From our review, we describe the first case of a child on two separate occasions, developed acute severe hyperactive delirium with aggressive harmful behavior following the administration of IV levetiracetam and had significant improvement in symptoms with high-dose intravenous dexmedetomidine, with increased alertness within 12 hours and discharge on subsequent day. As compared to a previous report of a 12-year-old girl developing acute psychosis 10 days after the initiation of levetiracetam, our patient developed severe symptoms within 6 hours of levetiracetam administration on two separate occasions [3]. Previous case reports discuss using dexmedetomidine in the treatment of anticholinergic toxidrome which can be incredibly challenging to manage in the ICU. Behavioral changes from levetiracetam do occur but severe symptoms are infrequent, and the exact mechanism is unknown. Discontinuation of levetiracetam was done in this child’s case for the second time and he was started back on oxcarbazepine for seizure maintenance therapy. We propose that dexmedetomidine may be considered to safely treat symptoms of levetiracetam induced severe hyperactive delirium in pediatric patients.

4. Conclusion

We describe a child who received IV levetiracetam on two separate occasions both of which resulted in aggressively combative and harmful behavior towards family and staff. Levetiracetam-induced hyperactive delirium with aggression in a young child is an exceedingly rare side effect and can be particularly challenging to manage.

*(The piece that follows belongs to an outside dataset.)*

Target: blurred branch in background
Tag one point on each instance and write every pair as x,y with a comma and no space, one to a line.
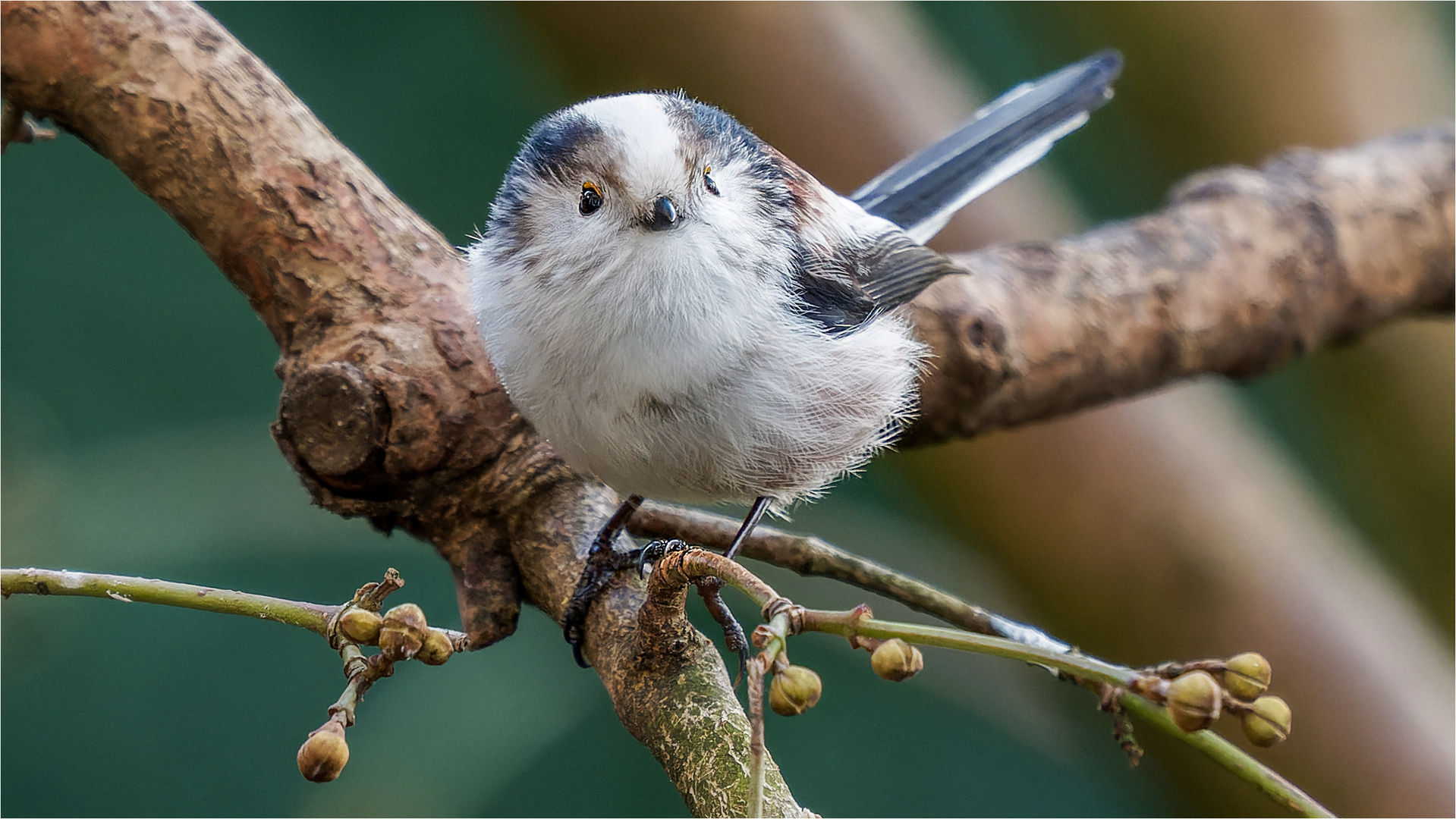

Continuous infusion dexmedetomidine at high doses may be effective at treating acute hyperactive delirium symptoms associated with this condition and prevent patient self-harm along with harming family members and the healthcare team.

Data Availability

No data were used to support this study.

Written informed consent was obtained from the patient’s parents. The signed consent form can be made available to the journal or ethics committee on request.

Conflicts of Interest

The authors declare that they have no conflicts of interest.